He left Wall Street and McKinsey to fix the part of healthcare that happens between appointments.
The completion of an EMR encounter isn't the end of a patient's journey, it's just the beginning.
A doctor finishes a visit, types up the note, closes the chart. For most of American medicine, that click is the finish line. Gokul Mohan built a company on the conviction that it is actually the starting gun.
Mohan is the co-founder and CEO of CareHarmony, a Brentwood, Tennessee company that handles the unglamorous, high-stakes work of chronic care management and care coordination for hospitals and health systems. The pitch is deceptively simple: between appointments, patients with diabetes, heart failure, and other chronic conditions are mostly on their own. CareHarmony fills that gap with a blend of around-the-clock clinical staff and machine learning that decides which patient needs what, and when.
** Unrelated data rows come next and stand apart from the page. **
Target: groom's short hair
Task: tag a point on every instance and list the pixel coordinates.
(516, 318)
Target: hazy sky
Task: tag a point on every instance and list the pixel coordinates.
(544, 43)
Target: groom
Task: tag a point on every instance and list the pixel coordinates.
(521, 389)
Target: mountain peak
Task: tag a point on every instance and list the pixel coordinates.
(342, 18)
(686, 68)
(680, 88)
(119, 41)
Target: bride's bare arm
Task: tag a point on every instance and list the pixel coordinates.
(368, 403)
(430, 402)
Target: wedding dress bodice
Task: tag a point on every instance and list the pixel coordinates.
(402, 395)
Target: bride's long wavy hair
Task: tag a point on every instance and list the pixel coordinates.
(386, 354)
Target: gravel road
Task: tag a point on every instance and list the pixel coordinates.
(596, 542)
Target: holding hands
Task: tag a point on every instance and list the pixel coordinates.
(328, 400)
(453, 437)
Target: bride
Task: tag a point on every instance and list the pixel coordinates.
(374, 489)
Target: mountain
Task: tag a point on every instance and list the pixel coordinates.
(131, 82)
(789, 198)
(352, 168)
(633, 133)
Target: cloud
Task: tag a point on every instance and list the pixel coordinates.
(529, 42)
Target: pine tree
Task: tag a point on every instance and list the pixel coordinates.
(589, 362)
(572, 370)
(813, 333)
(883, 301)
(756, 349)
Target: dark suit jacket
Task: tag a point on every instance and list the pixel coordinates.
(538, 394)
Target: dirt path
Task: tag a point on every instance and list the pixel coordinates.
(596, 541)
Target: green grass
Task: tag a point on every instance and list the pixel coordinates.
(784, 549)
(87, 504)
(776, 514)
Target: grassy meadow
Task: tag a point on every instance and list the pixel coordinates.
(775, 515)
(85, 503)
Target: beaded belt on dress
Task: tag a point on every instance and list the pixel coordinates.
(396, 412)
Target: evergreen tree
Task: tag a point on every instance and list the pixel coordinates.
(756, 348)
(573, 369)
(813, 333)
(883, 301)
The company describes its approach as human-driven and machine-enhanced - nurses and care coordinators doing the calling, the checking-in, the follow-through, with software pointing them at the patients who need attention most. The signature technology carries a name that sounds more like a toy set than a clinical platform: CareBlocks, modular pieces meant to personalize a patient's journey at a scale that hand-built care plans never could.
CareHarmony serves more than 40 hospitals and health systems across over 20 states. In 2022 it raised a $15 million Series A led by Maverick Ventures, with returning backer Nashville Capital Network joining in. The company says 95% of its programs have hit Medicare Shared Savings Program success - the kind of statistic that matters when your customers only get paid if patients actually get better.
Encounter-based care - simply put, it doesn't scale.
What if access to fully coordinated, personalized care could be afforded to every patient, not just 1-5% of the population?
Mohan did not arrive in healthcare by the clinical door. He came through finance and consulting, the two fields that tend to view hospitals as spreadsheets rather than waiting rooms. He started in 2010 as an investment banking analyst at Morgan Stanley, then moved in 2011 to McKinsey & Company as a consultant.
Somewhere in that climb, the analytical view of healthcare collided with a more stubborn observation: the system is built around the encounter - the billable visit, the discrete episode - while patients live their lives in the long, unbilled stretches in between. In 2015 he co-founded CareHarmony to attack that mismatch, and took the CEO seat in 2016.
His academic background reads like a deliberate mashup of his two instincts. At the University of Pennsylvania, he earned a BSE in Finance and Entrepreneurship from Wharton and a BAS in Biomedical Engineering - money and medicine, studied at the same time. It is a rare combination, and it shows up in how CareHarmony talks about itself: equal parts care delivery and unit economics.
In 2022, the Nashville Entrepreneur Center named Mohan and co-founder Stephen Stewart winners of its NEXT Awards "Healthcare Market Mover" category - a hometown nod in a city that has quietly become one of the country's healthcare-services capitals. By 2023, CareHarmony had landed a strategic partnership with Ardent Health Services to deploy its chronic care program across Ardent facilities.
With our CareBlocks platform, it's a complete paradigm shift to focus on novel data sets that just didn't exist before.
Profile compiled from public sources including CareHarmony, BusinessWire, MedCity News, Healthcare IT Today, Axios, Crunchbase, and Ardent Health Services. Facts current as of mid-2026.